Als E-Mail versenden...
Auf facebook teilen...
Twittern...
Drucken...
LNSLNS Die Psychotherapie von Suchtkranken gilt als schwierig. Die Gefahr besteht, sich als Therapeut im Übertragungs-/ Gegenübertragungsgeschehen zu verstricken.

Süchte sind vielschichtig, komplex und beinahe therapieresistent. Es kommt immer wieder zu Rückfällen und Therapieabbrüchen. Nicht einfach ist es zudem, mit den Patienten einen tragfähigen emotionalen Kontakt herzustellen. Darüber hinaus sind Süchtige häufig verwahrlost, wirken abstoßend, und es haftet ihnen der Nimbus des moralisch Haltlosen an. Sucht ist immer an Objekte gebunden, beispielsweise an Drogen, Nahrung oder Glücksspiel. In unserer Gesellschaft wird in dieser Hinsicht ein doppeltes Spiel getrieben: Suchtmittel wie Alkohol und Tabak werden aus steuerlichen Gründen gestattet, andere Drogen sind hingegen verboten. Da der Konsum einiger Suchtmittel nicht sanktioniert wird, fällt die Abgrenzung zwischen süchtigem und nicht-süchtigem Verhalten schwer. Wo aber hört der Genuss auf, wo fängt die Sucht an?

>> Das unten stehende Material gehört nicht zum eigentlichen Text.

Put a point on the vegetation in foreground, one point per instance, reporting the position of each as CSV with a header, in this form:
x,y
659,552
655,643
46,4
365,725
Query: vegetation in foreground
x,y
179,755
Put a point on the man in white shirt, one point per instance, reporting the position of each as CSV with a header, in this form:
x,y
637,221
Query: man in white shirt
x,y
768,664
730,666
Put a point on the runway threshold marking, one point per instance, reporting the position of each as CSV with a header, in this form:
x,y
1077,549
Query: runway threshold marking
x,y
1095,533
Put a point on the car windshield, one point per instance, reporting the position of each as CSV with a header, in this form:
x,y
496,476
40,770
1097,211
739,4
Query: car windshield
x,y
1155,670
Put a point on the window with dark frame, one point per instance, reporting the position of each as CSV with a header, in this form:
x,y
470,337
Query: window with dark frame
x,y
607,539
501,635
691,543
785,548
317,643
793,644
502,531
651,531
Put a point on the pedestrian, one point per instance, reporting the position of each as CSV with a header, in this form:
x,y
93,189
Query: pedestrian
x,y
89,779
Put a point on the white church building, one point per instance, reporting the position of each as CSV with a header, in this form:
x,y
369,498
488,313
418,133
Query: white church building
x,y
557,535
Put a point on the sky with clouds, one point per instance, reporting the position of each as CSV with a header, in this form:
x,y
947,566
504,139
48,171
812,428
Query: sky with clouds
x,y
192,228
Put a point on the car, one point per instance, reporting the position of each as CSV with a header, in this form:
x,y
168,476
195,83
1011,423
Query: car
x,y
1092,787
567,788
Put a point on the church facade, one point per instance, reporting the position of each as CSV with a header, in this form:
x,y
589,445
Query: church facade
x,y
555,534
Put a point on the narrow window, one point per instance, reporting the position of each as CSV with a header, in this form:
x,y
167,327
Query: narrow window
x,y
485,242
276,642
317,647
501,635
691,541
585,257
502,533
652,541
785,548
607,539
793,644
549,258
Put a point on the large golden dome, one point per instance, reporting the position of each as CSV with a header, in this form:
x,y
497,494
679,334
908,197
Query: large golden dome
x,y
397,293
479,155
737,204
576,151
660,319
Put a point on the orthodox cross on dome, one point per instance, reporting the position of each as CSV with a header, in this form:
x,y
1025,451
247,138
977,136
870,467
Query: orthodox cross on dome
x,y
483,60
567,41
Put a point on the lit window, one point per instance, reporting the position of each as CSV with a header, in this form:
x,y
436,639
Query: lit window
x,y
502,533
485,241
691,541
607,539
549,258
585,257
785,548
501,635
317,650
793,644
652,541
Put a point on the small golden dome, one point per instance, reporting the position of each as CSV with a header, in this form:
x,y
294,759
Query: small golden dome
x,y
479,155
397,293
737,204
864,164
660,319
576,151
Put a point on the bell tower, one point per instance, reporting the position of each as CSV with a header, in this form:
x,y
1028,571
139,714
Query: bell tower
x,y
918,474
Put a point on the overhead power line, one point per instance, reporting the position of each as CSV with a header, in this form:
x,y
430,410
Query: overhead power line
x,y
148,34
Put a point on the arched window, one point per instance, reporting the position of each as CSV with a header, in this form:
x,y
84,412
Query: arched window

Aversive Mutter-Säuglings-Beziehung verantwortlich
Der Berliner Psychoanalytiker Dr. Roland Voigtel hat sich mit dieser Frage beschäftigt. Nach Voigtel ist Sucht nicht gleich Sucht. Eine Unterscheidung gelingt am ehesten, wenn die Ursachen und Funktionen von Sucht analysiert werden. Er unterscheidet fünf verschiedene Suchtformen: die adaptive, symbiotische, masochistische, symptomatische und reaktive Sucht. „Den ersten drei Formen liegt eine ichstrukturelle Störung zugrunde“, sagt Voigtel. Es werden bei diesen Süchten reale, unbelebte Objekte verwendet, um einen unerträglichen Affekt körperlich zu verändern und um einen Objektverlust und einen Angriff auf das Selbst zu verleugnen. Die vierte Form, die symptomatische Sucht, ist keine Krankheit eigener Art, sondern nur Teil der Abwehrformation innerhalb anderer psychischer Krankheiten. Die Droge wird bei dieser Suchtform dazu benutzt, bestimmte Affekte zu betäuben oder zu überspielen. Die fünfte Form, die reaktive Sucht, tritt als psychischer Bewältigungsmechanismus in besonderen Belastungssituationen auf. Sie wird immer dann eingesetzt, wenn das Erlebte nicht mehr bewältigbar ist und mit Gefühlen von übergroßer Verzweiflung, Angst, Wut und Schmerz einhergeht. Diese Form der Sucht ist häufig bei Traumaopfern anzutreffen, die in der Droge einen Ersatz für Trost und menschlichen Beistand suchen.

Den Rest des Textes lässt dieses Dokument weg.